Telaga Awan

5 1 0
                                    


Telaga Awan

Awal April aku mengajakmu di sebuah kafe di kota perantauan, malam hari bersama teman-teman laki-laki lainnya, begitu bahagianya kita bisa bertemu setelah aku datang dari kampung halamanku, walau ketika kutawarkan akan menjemputmu kamu tidak berkenan. Aku terus memandangimu yang berada di depanku, kamu membawa senyuman yang biasa kamu pasang, aku tetap nyaman melihat senyum itu sampai kamu pulang dahulu, dan maafkan aku bila selalu melarang untuk pulang, karena rindu ini belum juga lunas terbayarkan, aku mengikutimu sampai ke tempat parkir, kuucapkan pesan-pesan agar kamu tetap hati-hati di perjalanan dan kupastikan kamu cepat tidur dan istirahat. Aku melihatmu pulang mengendarai sepeda motor sendirian dan aku memantau sampai kamu tak terlihat sejauh mata memandang.

Ada hal yang membuatku cemburu namun aku juga tak berhak saat kudengar kamu mengucapkan bahwa baru saja kamu panggilan video bersama mantanmu, dia ingin memberikanmu kado, namun ketika ingin dia kirim sedangkan kamu sudah mau kembali. Aku mendengar ceritamu sudah biasa seperti itu karena juga aku sadar kita memang sebatas sahabat.

Aku masih ingat ketika kamu ingin kita masih sahabat dan nanti kita pacaran karena masih fokus kuliah, kamu mengajak membuat sebuah target, terdengar ada sebuah kesempatan untuk kamu terima diriku. Maafkan diriku yang terus berambisi ingin memilikimu, aku masih ingat tentang kamu yang mengatakan bahwa kita akan lihat nanti karena kamu juga tidak bisa menentukan jodoh dan kamu mengajak untuk menjalaninya terlebih dahulu.

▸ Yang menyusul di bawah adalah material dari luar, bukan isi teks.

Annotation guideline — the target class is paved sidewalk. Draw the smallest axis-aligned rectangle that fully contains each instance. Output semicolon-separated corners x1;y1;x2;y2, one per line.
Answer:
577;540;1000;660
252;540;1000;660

Aku menawarkan untuk kita dekat terlebih dahulu, dan kamu mengiyakan, aku berani menuliskan ini karena memang obrolan kita masih tersimpan di Hpku.

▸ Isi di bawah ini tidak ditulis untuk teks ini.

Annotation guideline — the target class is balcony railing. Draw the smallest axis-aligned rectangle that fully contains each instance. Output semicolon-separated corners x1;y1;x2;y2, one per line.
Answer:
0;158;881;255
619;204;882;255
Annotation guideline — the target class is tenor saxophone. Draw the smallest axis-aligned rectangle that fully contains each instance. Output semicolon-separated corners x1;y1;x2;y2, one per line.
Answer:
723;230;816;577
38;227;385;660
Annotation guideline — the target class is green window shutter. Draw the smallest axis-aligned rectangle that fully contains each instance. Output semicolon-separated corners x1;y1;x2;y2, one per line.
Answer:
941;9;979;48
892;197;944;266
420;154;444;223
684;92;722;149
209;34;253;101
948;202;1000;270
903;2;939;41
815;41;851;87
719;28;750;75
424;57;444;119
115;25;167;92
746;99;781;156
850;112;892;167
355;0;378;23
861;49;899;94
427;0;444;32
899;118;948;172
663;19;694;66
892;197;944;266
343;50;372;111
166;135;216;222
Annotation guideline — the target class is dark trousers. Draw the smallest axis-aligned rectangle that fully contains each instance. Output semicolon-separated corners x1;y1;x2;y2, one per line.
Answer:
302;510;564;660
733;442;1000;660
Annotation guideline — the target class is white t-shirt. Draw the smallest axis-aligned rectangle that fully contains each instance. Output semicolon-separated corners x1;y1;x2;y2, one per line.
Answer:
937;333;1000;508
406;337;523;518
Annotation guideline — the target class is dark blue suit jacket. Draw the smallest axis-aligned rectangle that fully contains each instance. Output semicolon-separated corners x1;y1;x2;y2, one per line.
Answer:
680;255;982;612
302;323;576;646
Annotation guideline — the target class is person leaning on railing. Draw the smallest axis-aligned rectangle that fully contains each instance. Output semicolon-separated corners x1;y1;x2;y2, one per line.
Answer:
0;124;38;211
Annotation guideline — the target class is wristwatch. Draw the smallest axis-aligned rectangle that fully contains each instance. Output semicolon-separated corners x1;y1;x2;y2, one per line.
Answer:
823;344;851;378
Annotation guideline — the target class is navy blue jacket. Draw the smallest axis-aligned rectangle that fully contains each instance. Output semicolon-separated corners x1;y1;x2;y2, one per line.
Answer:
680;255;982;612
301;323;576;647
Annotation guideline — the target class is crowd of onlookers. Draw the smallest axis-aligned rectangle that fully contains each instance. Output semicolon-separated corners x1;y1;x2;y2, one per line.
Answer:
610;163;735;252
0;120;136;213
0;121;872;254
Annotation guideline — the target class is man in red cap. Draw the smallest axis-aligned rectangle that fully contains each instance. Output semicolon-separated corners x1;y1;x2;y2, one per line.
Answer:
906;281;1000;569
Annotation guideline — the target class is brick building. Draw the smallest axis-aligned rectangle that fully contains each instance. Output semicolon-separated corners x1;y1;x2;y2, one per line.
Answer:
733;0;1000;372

Jangan terlalu terikat, itu yang kamu katakan karena kamu kasihan dengan diriku, kamu takut bila kamu memberi harapan palsu kepadaku, sehingga kamu mengajak kita berdiskusi kembali.

Ingatkah kamu ketika di bulan Ramadhan?  Hampir setiap hari kita mengobrol dan aku yang membangunkanmu walau aku tak tahu apakah kamu bangun juga dari spam teleponku, namun dengan inilah usahaku.

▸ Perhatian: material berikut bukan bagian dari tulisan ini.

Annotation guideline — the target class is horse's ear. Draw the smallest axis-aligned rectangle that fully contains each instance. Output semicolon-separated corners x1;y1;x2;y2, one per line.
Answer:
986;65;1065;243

Awal April yang membekas kenangan sampai detik ini ketika siang itu kamu mengatakan bahwa meminta untuk mengantarkanmu pulang, betapa bahagianya aku dengan tawaran itu. Kita mengobrol di jalan dan kupilih jalan yang jauh agar perjalanan kita semakin lama, dan kulambatkan kecepatan sepedaku karena berlama-lama denganmu adalah sebuah kenyamanan. Waktu itu masih di bulan puasa dan ada buka bersama, aku menyiapkan kursi untukmu agar nanti kamu bisa duduk di sampingku, namun usaha itu gagal, dan aku tetap berusaha untuk bisa dengan denganmu, semakin memakan waktu aku memindahkan kedudukanku untuk berada di depanmu, sehingga aku bisa melihat wajahmu. Saat kamu mau beranjak pulang, seperti biasa aku mengantarmu sampai keluar dan selalu menyampaikan pesan agar kamu selalu menjaga diri.

Sering terjadi ketika kita habis bertemu bukannya rindu ini telah lunas terbayar, namun justru semakin menjadi-jadi sehingga baru saja kita bertemu, aku masih minta bertemu lagi, bila tidak bisa, aku memintamu untuk mengirim foto terkini, itu sangat membuatku senang dan aku merasa tenang ketika kamu tersenyum kepadaku.

Bila bertemu tak mampu mengobati rindu, maka bosan yang mengatasinya.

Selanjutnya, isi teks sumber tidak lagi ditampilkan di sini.